Establishing a tip-line is critical to the success of a company-wide ethics program. Indeed, according to the Association of Certified Fraud Examiners, anonymous telephone tip-lines account for nearly 40% of all fraud discoveries.
Navigating Potential Issues
One challenge with employees internally reporting instances of wrongdoing predictably involves the submission of false reports. Be sure all employees understand that false reporting has severe consequences. Draw a clear distinction between reports made ethically and then proven false and those that stem from an employee’s desire to exact revenge on a supervisor or colleague.
While compliance officers should recognize the potential for intentionally erroneous reports, they need to assess every report and conduct a preliminary investigation with and without the employee. When charges are false and clearly the result of ill intentions, appropriate measures must be taken to deal with the employee.
Challenges also might arise during a merger or acquisition and in its aftermath. Risk managers should be aware they will have to re-engage the company’s leadership and restructure or widen their ethics implementation teams during and following mergers or acquisitions. A merger or acquisition will also require reinforcing the importance of integrity with all employees, including those of the original company and new employees brought in from the other organization.
Similarly, vigilance, training and communication efforts may need to be redoubled during difficult times, as internal crime and fraud typically increase. Be sure to strengthen your company’s initiatives to reinforce its focus on honesty and integrity, as well as the significant roles every individual employee plays in protecting the organization and its interests.
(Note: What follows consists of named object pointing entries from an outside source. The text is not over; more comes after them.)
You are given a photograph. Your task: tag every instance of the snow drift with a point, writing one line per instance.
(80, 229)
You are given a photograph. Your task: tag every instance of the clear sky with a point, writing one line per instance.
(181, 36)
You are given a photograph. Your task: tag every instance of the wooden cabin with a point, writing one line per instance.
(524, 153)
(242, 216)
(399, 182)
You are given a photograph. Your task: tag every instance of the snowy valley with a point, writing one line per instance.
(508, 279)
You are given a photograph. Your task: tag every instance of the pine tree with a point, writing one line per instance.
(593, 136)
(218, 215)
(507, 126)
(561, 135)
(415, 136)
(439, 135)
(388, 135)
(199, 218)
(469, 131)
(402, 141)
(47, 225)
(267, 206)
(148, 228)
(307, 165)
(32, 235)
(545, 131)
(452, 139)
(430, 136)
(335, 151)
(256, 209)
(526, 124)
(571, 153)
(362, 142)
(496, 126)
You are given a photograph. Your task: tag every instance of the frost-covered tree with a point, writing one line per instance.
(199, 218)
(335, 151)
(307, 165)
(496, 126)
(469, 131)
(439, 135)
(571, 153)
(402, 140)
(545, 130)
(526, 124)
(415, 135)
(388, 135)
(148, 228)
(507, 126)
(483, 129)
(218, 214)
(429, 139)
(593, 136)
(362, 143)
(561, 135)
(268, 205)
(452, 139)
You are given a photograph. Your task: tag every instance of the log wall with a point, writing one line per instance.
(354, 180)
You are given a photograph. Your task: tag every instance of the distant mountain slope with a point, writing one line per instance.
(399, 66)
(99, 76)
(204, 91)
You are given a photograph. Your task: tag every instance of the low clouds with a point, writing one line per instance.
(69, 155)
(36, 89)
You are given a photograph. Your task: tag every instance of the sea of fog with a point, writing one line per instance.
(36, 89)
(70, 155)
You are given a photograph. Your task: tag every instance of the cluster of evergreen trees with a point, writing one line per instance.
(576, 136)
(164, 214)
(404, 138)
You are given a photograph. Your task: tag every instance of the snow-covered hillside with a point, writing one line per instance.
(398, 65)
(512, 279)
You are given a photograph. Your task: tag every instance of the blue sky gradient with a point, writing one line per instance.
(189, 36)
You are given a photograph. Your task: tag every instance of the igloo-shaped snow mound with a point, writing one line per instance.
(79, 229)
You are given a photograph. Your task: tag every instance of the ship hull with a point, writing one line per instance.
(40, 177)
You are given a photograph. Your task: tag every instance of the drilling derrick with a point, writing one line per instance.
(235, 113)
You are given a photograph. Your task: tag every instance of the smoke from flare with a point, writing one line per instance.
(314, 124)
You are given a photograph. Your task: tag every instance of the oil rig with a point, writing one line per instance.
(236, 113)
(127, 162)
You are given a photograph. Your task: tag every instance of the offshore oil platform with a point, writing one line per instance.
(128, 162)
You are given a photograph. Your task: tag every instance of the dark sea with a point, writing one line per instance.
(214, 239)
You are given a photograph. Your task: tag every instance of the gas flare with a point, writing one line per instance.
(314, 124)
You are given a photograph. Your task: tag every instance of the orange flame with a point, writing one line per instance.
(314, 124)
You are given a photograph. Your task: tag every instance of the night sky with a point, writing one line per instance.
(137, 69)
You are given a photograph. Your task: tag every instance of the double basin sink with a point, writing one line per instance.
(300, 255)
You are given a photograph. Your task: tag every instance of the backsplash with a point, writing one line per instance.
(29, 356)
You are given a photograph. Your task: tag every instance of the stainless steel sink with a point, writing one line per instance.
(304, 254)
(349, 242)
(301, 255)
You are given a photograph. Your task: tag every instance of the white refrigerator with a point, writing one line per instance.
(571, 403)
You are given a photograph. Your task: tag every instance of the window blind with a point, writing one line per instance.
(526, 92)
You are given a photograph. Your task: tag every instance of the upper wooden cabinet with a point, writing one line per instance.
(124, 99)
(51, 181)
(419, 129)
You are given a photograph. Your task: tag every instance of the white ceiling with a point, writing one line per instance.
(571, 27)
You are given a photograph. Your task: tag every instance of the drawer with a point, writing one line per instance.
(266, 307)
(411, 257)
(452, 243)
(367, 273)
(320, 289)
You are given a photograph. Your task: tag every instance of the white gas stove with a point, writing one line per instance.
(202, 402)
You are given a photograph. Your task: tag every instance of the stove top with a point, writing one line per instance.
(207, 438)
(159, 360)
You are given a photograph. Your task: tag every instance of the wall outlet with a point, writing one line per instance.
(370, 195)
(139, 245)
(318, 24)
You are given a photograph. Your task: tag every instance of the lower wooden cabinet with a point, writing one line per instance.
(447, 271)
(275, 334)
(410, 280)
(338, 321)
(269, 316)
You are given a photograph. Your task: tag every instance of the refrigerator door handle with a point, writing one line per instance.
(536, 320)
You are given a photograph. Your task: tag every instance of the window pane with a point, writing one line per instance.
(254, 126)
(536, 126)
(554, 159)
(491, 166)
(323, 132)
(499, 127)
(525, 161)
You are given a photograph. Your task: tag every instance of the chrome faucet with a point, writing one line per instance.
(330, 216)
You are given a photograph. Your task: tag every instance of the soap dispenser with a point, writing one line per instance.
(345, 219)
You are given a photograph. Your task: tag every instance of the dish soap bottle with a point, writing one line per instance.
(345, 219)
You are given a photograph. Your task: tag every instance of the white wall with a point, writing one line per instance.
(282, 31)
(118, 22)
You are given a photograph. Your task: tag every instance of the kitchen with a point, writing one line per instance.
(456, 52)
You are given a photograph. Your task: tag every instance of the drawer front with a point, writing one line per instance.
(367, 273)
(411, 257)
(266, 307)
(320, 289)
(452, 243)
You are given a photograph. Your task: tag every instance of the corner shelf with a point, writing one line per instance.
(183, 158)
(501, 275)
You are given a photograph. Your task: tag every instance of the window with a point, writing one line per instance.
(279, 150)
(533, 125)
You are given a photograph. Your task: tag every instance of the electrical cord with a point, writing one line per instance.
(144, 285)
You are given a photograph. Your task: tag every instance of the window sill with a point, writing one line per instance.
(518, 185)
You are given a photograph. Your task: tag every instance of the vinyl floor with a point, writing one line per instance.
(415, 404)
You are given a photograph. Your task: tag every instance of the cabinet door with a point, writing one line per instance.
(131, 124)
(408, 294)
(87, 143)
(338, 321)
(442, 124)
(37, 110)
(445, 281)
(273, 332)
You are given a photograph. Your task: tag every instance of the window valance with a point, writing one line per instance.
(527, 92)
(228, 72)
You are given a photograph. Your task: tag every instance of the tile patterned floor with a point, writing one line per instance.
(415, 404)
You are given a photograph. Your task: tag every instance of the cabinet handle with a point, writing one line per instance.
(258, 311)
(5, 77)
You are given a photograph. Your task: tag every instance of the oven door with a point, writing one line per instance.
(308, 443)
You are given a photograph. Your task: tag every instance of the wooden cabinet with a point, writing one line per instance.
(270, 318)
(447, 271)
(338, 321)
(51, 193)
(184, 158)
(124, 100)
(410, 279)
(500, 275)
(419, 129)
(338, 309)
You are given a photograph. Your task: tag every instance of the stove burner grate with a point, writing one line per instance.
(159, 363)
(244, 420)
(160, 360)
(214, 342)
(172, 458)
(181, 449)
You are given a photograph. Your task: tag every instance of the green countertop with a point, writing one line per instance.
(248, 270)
Finally, management must practice what it preaches. When an employee reports wrongdoing internally, that employee must be absolutely sure that: 1) his or her report will be treated confidentially; 2) there will be no negative repercussions or retaliation for bringing it to the attention of appropriate business leaders; and 3) the situation will be thoroughly and promptly investigated.
As the SEC’s whistleblower program continues to draw widespread attention, employers need to strengthen their cultural focus on honesty and integrity, and establish a framework where employees have pride in their organization and confidence that corporate procedures for reporting issues are secure, confidential and carry no negative repercussions. Given their focus on protecting their organizations from enterprise-wide exposures, as well as their frequent and necessary collaboration across multiple corporate disciplines and functions, risk management professionals are well-positioned to play a key role in any initiatives to promote employee honesty and integrity, help keep them on track and make sure they succeed.